Türkiye'de 2024 sonbaharından bu yana yaşanan gelişmeler, siyaset arenasında ve toplumsal hafızada alışılmadık bir süreci tetikledi. Abdullah Öcalan'ın 27 Şubat 2025 tarihli perspektif mektubu, sadece PKK'nin geleceğini değil, Türkiye Cumhuriyeti'nin dönüşümünü de aydınlatan bir belge oldu. Peki, bu mektup ne anlama geliyor? 5-7 Mayıs tarihlerindeki 12. Kongre'de PKK'nin kendini feshetmesiyle birlikte bu metin etrafındaki tartışmalar derinleşti. Bu söyleşide, Dr. Sayid Darati ile bu kritik politik anın farklı boyutlarını ele alıyoruz.

Bahçeli'nin Çıkışı ve Devlet Aklının Tasarımı

Dr. Sayid Darati, sözlü tarih, kolektif hafıza ve Kürt tarihi üzerine yaptığı çalışmalarla tanınıyor. Darati, mevcut sürecin hem benzersiz hem de 1918-23 ve 1975-76 dönemleriyle büyük benzerlikler taşıdığını belirtiyor. Devlet Bahçeli'nin Meclis grup toplantısında "Öcalan gelsin mecliste konuşsun, partisini feshettiğini söylesin" çağrısı, birçok kişiyi şaşkına çevirdi. Darati'ye göre, Bahçeli'nin çağrısı Türk devlet aygıtından bağımsız düşünülemez. Bahçeli'nin "devlet ve hükümet dizaynı" konusundaki rolü göz önüne alındığında, bu durum daha net anlaşılıyor.

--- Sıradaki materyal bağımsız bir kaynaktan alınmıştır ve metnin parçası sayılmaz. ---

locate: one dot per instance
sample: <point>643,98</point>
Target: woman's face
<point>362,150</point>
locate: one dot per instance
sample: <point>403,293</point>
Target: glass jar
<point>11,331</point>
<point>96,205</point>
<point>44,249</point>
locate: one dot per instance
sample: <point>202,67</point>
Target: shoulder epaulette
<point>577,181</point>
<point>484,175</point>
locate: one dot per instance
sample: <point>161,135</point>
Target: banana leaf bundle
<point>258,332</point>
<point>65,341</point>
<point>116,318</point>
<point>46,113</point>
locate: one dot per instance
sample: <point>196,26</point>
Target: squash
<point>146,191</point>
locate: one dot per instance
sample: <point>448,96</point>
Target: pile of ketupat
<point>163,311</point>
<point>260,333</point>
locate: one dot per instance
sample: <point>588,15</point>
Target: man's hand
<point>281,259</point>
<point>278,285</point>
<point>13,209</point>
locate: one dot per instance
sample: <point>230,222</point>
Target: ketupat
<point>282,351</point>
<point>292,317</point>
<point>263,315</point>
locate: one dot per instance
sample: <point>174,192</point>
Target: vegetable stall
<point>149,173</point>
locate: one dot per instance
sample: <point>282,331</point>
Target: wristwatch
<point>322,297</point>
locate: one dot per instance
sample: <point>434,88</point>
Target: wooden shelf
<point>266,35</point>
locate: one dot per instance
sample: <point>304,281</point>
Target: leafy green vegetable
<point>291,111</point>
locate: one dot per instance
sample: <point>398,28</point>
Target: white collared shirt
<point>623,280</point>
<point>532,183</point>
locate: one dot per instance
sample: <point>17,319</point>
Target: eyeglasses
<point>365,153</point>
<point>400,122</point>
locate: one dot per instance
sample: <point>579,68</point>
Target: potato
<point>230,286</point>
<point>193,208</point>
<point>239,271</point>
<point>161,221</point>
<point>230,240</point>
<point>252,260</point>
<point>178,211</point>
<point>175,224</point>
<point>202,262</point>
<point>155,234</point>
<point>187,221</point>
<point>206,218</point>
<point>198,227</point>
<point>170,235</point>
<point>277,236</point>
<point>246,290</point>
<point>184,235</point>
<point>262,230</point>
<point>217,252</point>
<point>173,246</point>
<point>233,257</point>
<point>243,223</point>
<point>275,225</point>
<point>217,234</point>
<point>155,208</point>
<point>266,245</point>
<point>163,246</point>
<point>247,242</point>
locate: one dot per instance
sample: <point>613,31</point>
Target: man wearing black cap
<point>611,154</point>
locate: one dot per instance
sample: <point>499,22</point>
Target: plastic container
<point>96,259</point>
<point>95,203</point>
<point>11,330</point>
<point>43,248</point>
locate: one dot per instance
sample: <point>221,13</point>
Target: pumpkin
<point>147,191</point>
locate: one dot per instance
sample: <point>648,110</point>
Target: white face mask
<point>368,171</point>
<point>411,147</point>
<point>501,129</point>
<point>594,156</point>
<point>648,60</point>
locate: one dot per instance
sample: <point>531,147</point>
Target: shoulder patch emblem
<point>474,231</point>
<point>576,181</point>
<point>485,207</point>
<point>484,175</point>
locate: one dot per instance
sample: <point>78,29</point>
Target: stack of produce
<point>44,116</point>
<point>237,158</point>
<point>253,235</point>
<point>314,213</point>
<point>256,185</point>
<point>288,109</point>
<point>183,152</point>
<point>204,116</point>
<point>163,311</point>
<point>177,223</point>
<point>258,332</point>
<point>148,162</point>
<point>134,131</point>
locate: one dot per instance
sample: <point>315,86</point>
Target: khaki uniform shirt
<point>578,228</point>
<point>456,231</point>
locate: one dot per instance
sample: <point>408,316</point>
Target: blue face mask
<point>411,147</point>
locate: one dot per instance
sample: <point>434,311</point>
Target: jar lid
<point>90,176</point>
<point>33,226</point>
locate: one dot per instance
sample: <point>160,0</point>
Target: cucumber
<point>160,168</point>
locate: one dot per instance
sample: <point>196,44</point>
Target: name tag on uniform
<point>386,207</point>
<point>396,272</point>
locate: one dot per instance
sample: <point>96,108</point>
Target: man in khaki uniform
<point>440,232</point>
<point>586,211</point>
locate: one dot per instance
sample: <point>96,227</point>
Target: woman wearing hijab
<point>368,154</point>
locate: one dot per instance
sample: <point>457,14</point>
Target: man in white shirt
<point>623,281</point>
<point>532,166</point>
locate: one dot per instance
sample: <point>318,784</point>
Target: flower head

Devletin Bekası ve Ortadoğu'daki Yeni Düzen

Peki, mevcut durumda devletin bekası ile ilgili gelişmeler neler? Darati'ye göre iki önemli gelişme var: iç ve dış. Dışarıdan bakıldığında, Sykes-Picot anlaşmasıyla çizilen Ortadoğu düzeninin sona ermesi ve bölgenin yeniden dizayn ediliyor olması büyük bir etken. İçeride ise, 2014'te devletin "çözüm masası"nı devirmesi ve Erdoğan-Bahçeli öncülüğünde Kürt hareketini bitirmeyi hedefleyen "çöktürme planı"nın sonuna gelinmesi önemli bir faktör. Hatırlanırsa, 2016'daki "darbe modeli" ile devletin tüm yazılı kuralları askıya alınmıştı. 2016-2023 yılları arasında kuralsız bir yönetim modeli uygulandı. Darati, bu durumun devleti devlet yapan tüm kurum ve kuralları ayaklar altına aldığını belirtiyor.

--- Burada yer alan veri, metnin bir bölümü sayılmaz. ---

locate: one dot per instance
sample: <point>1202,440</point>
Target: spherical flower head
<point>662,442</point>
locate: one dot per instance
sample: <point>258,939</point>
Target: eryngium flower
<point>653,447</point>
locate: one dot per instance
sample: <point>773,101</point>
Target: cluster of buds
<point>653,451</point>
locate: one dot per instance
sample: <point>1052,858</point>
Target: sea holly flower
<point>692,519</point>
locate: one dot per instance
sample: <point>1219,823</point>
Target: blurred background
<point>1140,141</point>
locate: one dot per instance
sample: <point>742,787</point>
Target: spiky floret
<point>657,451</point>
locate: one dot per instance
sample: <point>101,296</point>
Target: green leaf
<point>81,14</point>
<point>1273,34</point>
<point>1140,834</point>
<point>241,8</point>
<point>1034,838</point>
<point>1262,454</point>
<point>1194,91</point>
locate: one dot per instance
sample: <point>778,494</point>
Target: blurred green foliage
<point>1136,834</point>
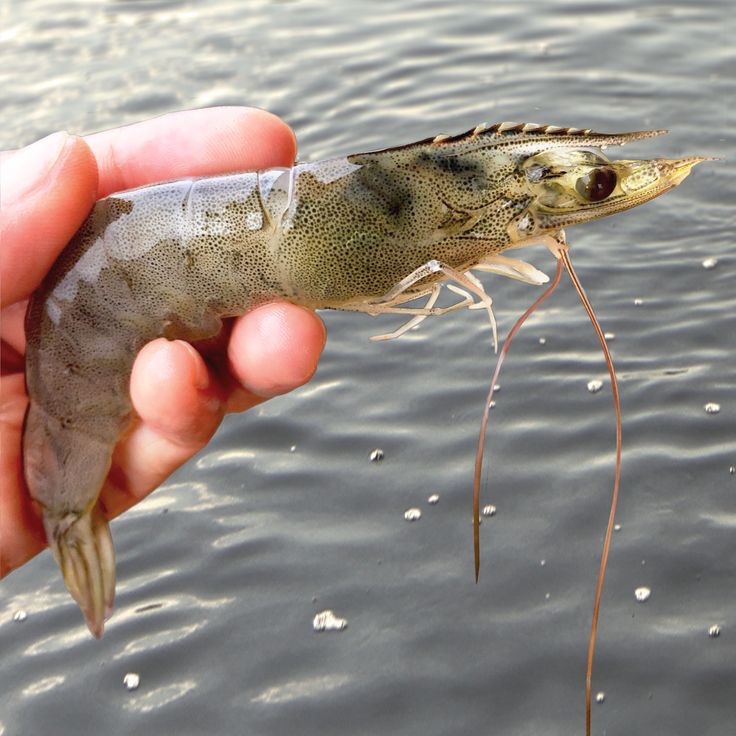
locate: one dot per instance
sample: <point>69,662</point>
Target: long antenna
<point>614,500</point>
<point>484,422</point>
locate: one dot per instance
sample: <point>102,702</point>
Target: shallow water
<point>222,570</point>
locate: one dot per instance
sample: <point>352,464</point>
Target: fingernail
<point>27,169</point>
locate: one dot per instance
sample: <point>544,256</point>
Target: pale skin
<point>180,393</point>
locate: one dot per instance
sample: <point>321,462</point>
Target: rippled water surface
<point>222,570</point>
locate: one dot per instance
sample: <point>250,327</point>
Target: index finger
<point>200,142</point>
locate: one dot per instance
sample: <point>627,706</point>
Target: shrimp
<point>369,232</point>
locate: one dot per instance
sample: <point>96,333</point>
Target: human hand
<point>179,393</point>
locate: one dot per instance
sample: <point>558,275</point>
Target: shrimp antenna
<point>563,258</point>
<point>564,255</point>
<point>484,421</point>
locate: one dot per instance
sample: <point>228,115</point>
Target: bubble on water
<point>327,621</point>
<point>132,680</point>
<point>413,514</point>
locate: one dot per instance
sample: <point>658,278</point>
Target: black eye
<point>597,185</point>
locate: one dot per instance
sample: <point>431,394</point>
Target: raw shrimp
<point>368,232</point>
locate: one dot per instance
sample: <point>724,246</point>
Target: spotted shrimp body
<point>366,232</point>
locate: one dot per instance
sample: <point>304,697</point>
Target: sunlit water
<point>223,570</point>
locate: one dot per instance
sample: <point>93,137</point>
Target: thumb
<point>46,191</point>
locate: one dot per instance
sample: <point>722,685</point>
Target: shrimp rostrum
<point>369,232</point>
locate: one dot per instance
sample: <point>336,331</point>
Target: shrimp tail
<point>82,547</point>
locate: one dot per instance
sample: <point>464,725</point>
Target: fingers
<point>191,143</point>
<point>180,401</point>
<point>48,189</point>
<point>273,350</point>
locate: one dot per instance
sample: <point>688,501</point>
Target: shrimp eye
<point>597,185</point>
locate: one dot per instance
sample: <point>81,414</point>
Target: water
<point>223,569</point>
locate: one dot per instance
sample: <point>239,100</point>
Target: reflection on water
<point>215,610</point>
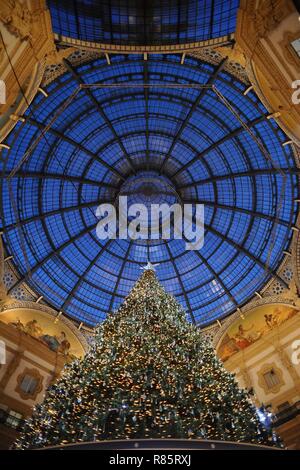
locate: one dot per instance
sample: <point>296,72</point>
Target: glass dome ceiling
<point>136,22</point>
<point>171,139</point>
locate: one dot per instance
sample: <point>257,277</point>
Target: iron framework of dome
<point>136,22</point>
<point>169,140</point>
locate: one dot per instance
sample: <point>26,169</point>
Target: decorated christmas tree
<point>149,375</point>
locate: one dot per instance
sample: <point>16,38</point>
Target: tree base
<point>161,444</point>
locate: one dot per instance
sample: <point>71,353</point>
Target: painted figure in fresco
<point>18,324</point>
<point>64,344</point>
<point>33,329</point>
<point>57,344</point>
<point>241,339</point>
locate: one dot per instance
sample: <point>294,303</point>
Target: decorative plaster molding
<point>39,386</point>
<point>44,308</point>
<point>261,380</point>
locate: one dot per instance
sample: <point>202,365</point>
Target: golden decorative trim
<point>130,49</point>
<point>261,380</point>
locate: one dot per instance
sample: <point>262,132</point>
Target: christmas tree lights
<point>149,375</point>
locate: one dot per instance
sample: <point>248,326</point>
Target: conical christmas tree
<point>149,375</point>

1918'den 2025'e: Tarihsel Tekerrür mü, Stratejik Yenilenme mi?

Darati, günümüzde 1918 yılının bir benzerinin yaşandığını ifade ediyor. Ortadoğu'nun yine yangın yeri olduğunu, Türkiye'nin derin bir ekonomik ve sosyal buhran içinde bulunduğunu belirtiyor. Ona göre, bu durumdan çıkışın tek yolu Kürtlerle bir uzlaşmadan geçiyor. Ancak işler göründüğü kadar kolay değil. Çünkü 2016 yılından beri bildiğimiz anlamda bir "Türk Devleti" yok. Onun yerine, devletin çürüyen "kabuğu" altında oluşmuş, her biri kendi hesabına çalışan "devletçikler" var. Darati, Türkiye Cumhuriyeti'ni yeniden görüşme masasına getiren şeyin PKK'nin güçlenmesi değil, devletin zayıflaması olduğunu vurguluyor.

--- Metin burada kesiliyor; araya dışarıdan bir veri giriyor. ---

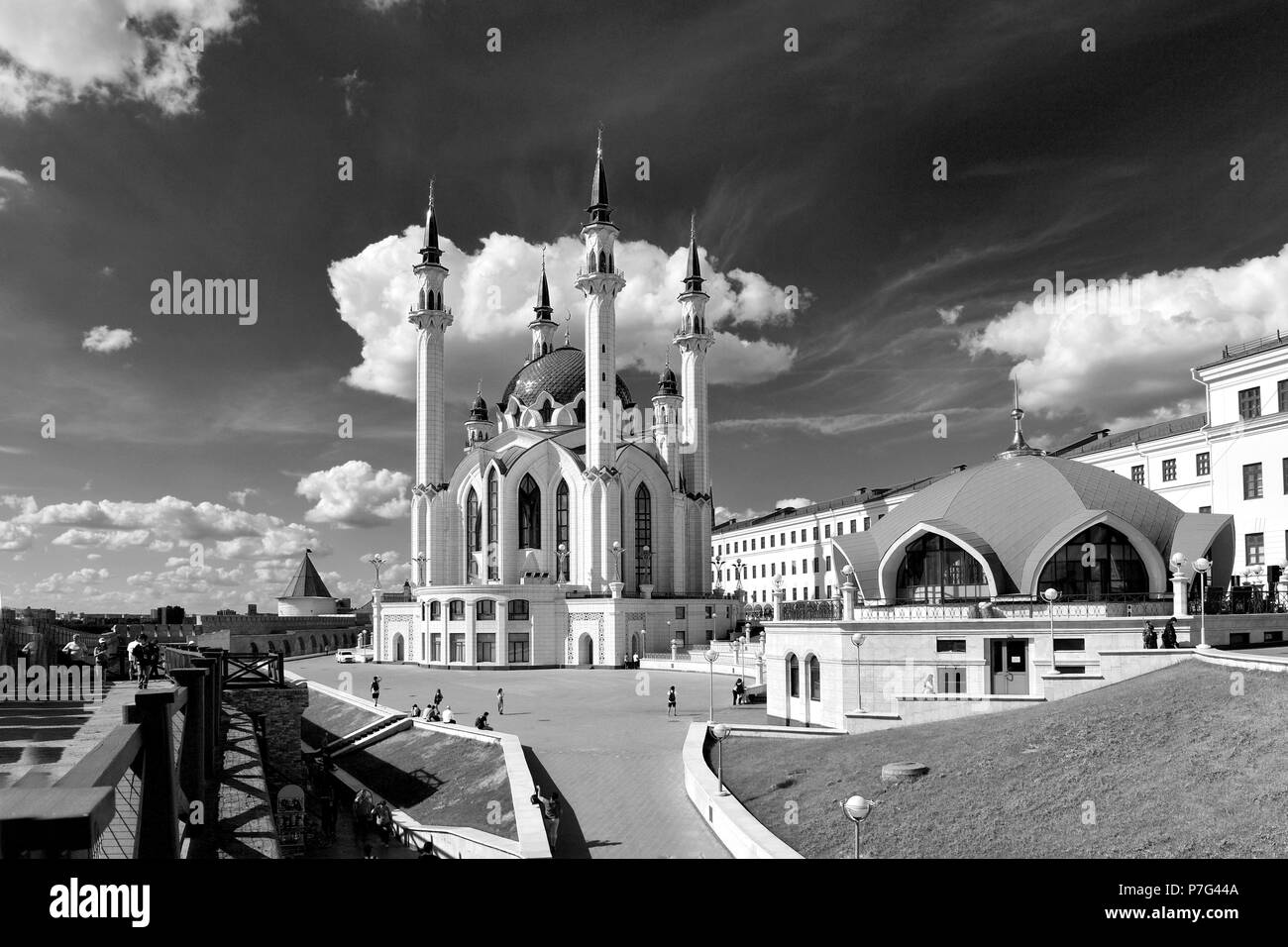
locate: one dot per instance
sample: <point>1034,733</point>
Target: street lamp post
<point>711,656</point>
<point>562,556</point>
<point>857,809</point>
<point>720,731</point>
<point>1202,566</point>
<point>377,561</point>
<point>1051,595</point>
<point>858,665</point>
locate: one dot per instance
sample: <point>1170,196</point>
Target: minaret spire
<point>694,275</point>
<point>542,326</point>
<point>1019,446</point>
<point>429,250</point>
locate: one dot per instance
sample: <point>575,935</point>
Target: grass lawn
<point>1170,764</point>
<point>438,779</point>
<point>334,718</point>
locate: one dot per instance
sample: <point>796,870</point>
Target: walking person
<point>550,810</point>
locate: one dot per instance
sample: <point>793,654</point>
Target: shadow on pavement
<point>571,841</point>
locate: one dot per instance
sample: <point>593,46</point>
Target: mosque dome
<point>562,373</point>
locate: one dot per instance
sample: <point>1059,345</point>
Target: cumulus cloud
<point>1121,356</point>
<point>355,495</point>
<point>162,525</point>
<point>56,52</point>
<point>103,339</point>
<point>492,292</point>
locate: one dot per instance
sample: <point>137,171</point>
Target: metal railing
<point>137,793</point>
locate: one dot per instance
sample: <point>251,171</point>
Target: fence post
<point>213,697</point>
<point>192,759</point>
<point>158,834</point>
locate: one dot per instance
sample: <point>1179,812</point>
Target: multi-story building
<point>791,548</point>
<point>1232,458</point>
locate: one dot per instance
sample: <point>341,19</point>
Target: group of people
<point>442,712</point>
<point>1150,635</point>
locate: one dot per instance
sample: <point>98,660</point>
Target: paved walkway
<point>601,738</point>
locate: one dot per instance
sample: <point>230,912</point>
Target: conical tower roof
<point>307,581</point>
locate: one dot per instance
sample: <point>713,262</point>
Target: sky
<point>907,171</point>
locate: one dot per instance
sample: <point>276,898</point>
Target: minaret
<point>668,405</point>
<point>542,326</point>
<point>432,320</point>
<point>695,339</point>
<point>600,282</point>
<point>478,427</point>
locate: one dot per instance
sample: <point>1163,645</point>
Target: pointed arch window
<point>473,536</point>
<point>492,532</point>
<point>529,513</point>
<point>643,536</point>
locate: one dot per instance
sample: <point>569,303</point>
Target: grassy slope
<point>1173,763</point>
<point>438,780</point>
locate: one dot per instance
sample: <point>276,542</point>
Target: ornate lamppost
<point>1202,566</point>
<point>720,731</point>
<point>1051,595</point>
<point>858,667</point>
<point>857,809</point>
<point>562,564</point>
<point>711,655</point>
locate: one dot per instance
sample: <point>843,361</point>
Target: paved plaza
<point>600,737</point>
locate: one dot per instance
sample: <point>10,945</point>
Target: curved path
<point>600,737</point>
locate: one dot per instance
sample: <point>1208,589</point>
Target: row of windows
<point>767,571</point>
<point>1249,401</point>
<point>484,648</point>
<point>805,536</point>
<point>484,609</point>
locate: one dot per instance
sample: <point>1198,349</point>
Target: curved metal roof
<point>561,372</point>
<point>1012,506</point>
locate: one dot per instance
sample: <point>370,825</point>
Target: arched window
<point>492,517</point>
<point>473,536</point>
<point>643,536</point>
<point>529,513</point>
<point>1096,564</point>
<point>935,569</point>
<point>562,526</point>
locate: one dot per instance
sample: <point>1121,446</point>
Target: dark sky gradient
<point>810,169</point>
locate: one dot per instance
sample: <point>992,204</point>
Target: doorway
<point>1010,665</point>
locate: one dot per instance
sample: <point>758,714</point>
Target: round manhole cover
<point>903,772</point>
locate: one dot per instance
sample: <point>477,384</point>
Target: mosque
<point>576,530</point>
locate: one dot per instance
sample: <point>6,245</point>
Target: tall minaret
<point>600,282</point>
<point>542,326</point>
<point>432,318</point>
<point>695,339</point>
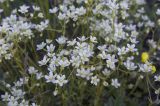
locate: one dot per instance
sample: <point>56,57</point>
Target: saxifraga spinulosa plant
<point>79,52</point>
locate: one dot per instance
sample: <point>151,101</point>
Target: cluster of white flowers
<point>110,45</point>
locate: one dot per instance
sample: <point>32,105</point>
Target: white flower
<point>102,48</point>
<point>62,16</point>
<point>51,77</point>
<point>115,83</point>
<point>50,48</point>
<point>111,60</point>
<point>93,39</point>
<point>157,78</point>
<point>131,48</point>
<point>84,73</point>
<point>23,9</point>
<point>145,67</point>
<point>158,12</point>
<point>1,10</point>
<point>94,80</point>
<point>36,8</point>
<point>130,65</point>
<point>61,40</point>
<point>152,43</point>
<point>53,10</point>
<point>71,43</point>
<point>40,15</point>
<point>44,61</point>
<point>61,80</point>
<point>43,25</point>
<point>82,39</point>
<point>106,72</point>
<point>122,51</point>
<point>64,62</point>
<point>41,46</point>
<point>39,75</point>
<point>32,70</point>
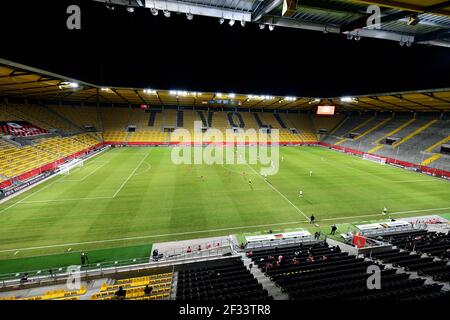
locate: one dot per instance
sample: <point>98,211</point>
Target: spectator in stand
<point>121,293</point>
<point>148,290</point>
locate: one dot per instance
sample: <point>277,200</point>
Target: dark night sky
<point>116,48</point>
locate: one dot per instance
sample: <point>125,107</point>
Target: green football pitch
<point>135,196</point>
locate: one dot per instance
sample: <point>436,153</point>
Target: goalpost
<point>372,158</point>
<point>66,167</point>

Şu anda Erdoğan figürü bu devletçikleri bir arada tutan neredeyse tek şey. Ancak Erdoğan'ın da doğal ya da siyasal nedenlerle uzun bir süre iktidarda kalamayacağı ve bu yüzden bu devletçiklerin uzun bir süre bir arada tutulamayacağı ortada. Bahçeli'nin "devlet adına" yaptığı müdahale, aslında devleti yeniden "nizama" çekmek ve bu devletçikleri henüz aleni hale gelmeden tasfiye etme çabasıdır.

Bugün gelinen noktada, Türkiye'nin geleceği için kritik bir süreç yaşanıyor. Öcalan'ın İmralı perspektifi, bu süreçte önemli bir rol oynuyor. Ancak, bu perspektifin ne kadar etkili olacağı ve Türkiye'nin nasıl bir dönüşüm geçireceği, önümüzdeki dönemde yaşanacak gelişmelere bağlı olacak.